PET (Positron Emission Tomography) and CT (Computed Tomography) are both standard imaging tools that physicians use to pinpoint disease states in the body. The PET scan demonstrates the biological function of the body often before anatomical changes take place while the CT scan provides information about the body’s anatomy such as size, shape and location. By combining these two technologies, physicians can more accurately diagnose and identify cancer, heart disease and brain disorders.

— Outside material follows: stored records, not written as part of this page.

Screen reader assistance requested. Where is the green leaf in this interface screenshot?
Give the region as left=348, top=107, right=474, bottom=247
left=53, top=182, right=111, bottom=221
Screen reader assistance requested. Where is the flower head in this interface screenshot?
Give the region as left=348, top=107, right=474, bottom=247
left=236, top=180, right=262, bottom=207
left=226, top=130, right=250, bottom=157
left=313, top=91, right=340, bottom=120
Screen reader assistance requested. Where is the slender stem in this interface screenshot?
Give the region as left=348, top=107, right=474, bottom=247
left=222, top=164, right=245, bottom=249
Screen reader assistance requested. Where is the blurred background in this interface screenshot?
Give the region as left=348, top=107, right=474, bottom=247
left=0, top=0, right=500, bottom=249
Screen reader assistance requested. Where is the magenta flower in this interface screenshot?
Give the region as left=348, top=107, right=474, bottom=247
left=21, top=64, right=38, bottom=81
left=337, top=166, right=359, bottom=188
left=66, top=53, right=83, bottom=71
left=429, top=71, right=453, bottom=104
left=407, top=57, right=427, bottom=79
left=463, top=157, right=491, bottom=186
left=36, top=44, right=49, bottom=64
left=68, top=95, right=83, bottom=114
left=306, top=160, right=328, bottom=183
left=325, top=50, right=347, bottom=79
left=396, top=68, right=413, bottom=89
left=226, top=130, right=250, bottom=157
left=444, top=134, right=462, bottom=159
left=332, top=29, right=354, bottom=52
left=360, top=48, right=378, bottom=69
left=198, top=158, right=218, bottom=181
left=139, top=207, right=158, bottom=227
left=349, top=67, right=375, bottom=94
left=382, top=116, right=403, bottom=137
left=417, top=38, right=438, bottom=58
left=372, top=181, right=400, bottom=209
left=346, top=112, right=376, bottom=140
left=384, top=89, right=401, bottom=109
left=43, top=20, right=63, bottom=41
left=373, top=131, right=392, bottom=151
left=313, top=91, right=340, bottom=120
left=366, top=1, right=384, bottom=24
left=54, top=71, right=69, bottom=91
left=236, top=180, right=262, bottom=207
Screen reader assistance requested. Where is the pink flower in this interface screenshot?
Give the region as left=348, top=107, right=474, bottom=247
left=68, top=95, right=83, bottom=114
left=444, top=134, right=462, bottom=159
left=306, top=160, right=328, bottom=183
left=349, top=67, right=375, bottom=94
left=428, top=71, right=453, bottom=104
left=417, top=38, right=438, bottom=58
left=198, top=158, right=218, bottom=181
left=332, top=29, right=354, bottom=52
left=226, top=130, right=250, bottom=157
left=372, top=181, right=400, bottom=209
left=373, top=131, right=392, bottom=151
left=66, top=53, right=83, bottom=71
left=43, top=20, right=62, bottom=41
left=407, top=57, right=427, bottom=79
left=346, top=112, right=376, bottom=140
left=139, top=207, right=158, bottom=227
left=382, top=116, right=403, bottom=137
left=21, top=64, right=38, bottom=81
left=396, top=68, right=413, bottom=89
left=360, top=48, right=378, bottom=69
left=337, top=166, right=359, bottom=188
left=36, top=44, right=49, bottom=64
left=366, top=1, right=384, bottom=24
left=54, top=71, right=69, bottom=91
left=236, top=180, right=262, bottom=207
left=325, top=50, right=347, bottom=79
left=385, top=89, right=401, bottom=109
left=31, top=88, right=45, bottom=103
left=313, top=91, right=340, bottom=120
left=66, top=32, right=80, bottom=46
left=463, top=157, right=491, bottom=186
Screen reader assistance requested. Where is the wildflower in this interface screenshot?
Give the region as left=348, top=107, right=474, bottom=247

PET/CT is a powerful imaging technique that holds great promise in the diagnosis and treatment of many diseases, particularly cancer. A non-invasive test, PET/CT accurately images metabolic and anatomic information in the human body in a single scan. This allows your physician to examine your entire body at once. PET/CT provides a complete picture, making it easier for your doctor to diagnose problems, determine the extent of disease, prescribe treatment, and track progress.
You will receive an intravenous injection of a radioactive tracer and will rest quietly for approximately 60 minutes while the tracer is distributed throughout your body.

You will then be asked to lie on a table that passes slowly through the scanner. The CT portion of the test sends x-rays through the body that are processed to show the body structure. The PET portion of the test produces a whole body map of the tracer distribution. The scanning process takes less than 30 minutes, usually. (Whole body PET/ CT takes almost 60 minutes.)